Happy New Year. Let's get straight to some business:
1. At Tim the Trainer's birthday party, I asked Rain, a professional TV writer, to suggest some shows. "Are you watching Catfish?" She asked. "Catfish is very you." I went home and watched 4 episodes of the MTV show Catfish on Comcast on Demand. Rain was right. Catfish is extraordinary. It's based on a documentary of the same name, and each episode follows a couple who have developed a relationship online. The show's charismatic host Nev, and his attractive sidekick Max, go around the country at the behest of one member of the internet couple, do a little research, and orchestrate a meeting.
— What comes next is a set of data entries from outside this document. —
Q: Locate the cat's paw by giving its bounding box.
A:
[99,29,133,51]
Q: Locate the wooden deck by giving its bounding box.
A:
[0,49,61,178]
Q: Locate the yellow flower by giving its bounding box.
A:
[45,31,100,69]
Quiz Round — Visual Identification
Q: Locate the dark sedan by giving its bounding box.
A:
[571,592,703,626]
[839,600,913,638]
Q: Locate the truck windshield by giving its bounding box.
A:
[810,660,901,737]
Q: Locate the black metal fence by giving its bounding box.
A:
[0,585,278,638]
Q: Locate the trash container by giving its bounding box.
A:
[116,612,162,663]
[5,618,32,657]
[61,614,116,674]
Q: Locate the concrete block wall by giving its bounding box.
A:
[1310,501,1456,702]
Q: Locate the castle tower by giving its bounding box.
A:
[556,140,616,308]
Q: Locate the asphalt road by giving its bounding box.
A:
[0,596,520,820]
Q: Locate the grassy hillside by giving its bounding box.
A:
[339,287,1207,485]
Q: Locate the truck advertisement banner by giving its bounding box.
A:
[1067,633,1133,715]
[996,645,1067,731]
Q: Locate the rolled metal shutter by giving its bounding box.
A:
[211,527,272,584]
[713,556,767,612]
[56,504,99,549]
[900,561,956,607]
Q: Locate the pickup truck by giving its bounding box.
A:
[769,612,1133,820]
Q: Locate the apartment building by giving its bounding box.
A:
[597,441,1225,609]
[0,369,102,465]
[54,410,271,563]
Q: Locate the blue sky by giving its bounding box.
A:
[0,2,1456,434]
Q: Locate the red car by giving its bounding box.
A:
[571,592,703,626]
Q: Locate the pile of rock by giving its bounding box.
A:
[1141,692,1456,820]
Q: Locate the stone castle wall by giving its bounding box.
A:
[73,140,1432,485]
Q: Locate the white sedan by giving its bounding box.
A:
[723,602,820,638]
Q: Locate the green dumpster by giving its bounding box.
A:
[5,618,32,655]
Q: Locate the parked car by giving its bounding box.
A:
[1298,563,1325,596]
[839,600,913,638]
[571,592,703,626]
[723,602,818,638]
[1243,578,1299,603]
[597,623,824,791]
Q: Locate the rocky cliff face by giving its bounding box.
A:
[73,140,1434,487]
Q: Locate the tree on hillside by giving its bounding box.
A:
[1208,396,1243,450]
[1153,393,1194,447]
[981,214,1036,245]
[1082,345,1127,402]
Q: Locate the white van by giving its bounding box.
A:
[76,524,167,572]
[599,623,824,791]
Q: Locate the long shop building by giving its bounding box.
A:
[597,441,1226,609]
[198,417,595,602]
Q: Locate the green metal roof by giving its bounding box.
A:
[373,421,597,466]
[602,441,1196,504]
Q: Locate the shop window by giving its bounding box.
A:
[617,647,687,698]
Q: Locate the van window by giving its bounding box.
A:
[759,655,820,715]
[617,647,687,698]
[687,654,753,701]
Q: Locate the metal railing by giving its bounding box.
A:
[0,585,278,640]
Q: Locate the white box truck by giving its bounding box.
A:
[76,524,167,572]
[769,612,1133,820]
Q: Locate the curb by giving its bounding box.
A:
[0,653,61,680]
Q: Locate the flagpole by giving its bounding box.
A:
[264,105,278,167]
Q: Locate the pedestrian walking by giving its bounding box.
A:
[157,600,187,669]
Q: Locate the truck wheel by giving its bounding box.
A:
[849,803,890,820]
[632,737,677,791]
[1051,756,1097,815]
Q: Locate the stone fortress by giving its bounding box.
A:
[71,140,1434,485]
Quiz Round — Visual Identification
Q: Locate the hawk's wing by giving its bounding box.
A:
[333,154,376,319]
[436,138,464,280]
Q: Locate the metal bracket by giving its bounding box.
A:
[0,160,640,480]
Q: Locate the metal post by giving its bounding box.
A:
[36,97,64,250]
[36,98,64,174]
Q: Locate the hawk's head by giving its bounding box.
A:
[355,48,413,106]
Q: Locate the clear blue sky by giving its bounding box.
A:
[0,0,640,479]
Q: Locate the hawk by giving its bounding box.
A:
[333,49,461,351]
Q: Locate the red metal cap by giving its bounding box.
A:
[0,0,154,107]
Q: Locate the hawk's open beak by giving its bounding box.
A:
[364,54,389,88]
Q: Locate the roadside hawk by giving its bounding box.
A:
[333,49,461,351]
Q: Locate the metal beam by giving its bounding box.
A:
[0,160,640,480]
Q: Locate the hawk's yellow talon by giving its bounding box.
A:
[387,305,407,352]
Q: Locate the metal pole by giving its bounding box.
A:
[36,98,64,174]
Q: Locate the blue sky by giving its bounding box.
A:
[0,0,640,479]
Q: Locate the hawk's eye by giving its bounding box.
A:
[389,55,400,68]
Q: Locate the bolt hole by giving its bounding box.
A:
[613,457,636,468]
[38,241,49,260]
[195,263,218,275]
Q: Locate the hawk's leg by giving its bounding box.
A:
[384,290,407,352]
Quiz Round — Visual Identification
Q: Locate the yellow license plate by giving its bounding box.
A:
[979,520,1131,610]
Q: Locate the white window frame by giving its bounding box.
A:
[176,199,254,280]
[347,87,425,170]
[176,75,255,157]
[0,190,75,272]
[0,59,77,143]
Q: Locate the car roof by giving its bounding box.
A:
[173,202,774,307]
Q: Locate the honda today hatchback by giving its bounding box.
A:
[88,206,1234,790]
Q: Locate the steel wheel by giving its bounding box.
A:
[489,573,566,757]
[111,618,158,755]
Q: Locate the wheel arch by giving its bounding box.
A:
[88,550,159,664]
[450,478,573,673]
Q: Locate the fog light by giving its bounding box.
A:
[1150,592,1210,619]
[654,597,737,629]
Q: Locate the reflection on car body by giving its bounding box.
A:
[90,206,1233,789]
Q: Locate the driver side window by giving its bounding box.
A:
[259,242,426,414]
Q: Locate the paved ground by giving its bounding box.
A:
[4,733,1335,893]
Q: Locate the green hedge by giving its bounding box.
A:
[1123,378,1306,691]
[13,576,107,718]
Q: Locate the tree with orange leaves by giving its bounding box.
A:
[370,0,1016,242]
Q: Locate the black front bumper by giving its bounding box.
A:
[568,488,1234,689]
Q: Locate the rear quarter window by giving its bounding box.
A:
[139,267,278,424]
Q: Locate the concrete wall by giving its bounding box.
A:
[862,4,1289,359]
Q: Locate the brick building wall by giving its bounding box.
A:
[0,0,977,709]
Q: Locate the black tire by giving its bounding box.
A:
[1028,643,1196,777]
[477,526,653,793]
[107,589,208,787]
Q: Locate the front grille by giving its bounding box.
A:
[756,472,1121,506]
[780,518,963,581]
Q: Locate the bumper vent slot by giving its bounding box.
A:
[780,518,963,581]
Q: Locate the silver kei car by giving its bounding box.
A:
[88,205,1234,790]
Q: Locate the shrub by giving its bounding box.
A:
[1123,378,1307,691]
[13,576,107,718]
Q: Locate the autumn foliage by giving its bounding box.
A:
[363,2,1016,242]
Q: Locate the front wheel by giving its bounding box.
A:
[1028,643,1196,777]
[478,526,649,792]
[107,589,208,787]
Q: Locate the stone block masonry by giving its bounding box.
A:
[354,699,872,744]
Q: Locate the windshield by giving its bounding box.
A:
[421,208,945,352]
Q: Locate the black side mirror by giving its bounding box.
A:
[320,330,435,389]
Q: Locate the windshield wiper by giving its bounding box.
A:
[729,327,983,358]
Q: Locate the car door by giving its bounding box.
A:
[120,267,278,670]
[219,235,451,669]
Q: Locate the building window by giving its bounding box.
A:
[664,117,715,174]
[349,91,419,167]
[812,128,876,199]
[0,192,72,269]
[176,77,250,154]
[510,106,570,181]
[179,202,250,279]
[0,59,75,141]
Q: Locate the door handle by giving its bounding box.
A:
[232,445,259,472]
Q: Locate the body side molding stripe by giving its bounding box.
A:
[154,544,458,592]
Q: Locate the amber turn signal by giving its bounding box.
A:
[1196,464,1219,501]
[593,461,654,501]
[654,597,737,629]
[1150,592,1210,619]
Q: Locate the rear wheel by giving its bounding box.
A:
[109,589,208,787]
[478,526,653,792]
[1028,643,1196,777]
This might come as a shock to you, but people lie on the internet! Anyway, I got sucked in.
2. Brock and I went to see Silver Linings Playbook. Have you seen it? Did you love it? While I will always love Bradley Cooper, I've struggled to get over his tear-filled "Inside the Actors' Studio." He cried for the first 20 minutes. It was ridiculous. But I feel like we can all move past that with Silver Linings Playbook. You know what? I'm actually going to bump someone from my Top 5 for Bradley Cooper. I love him that much now. Who will go?!? Um.... Jason Sudeikis. His last name is too hard to spell. There. It's done.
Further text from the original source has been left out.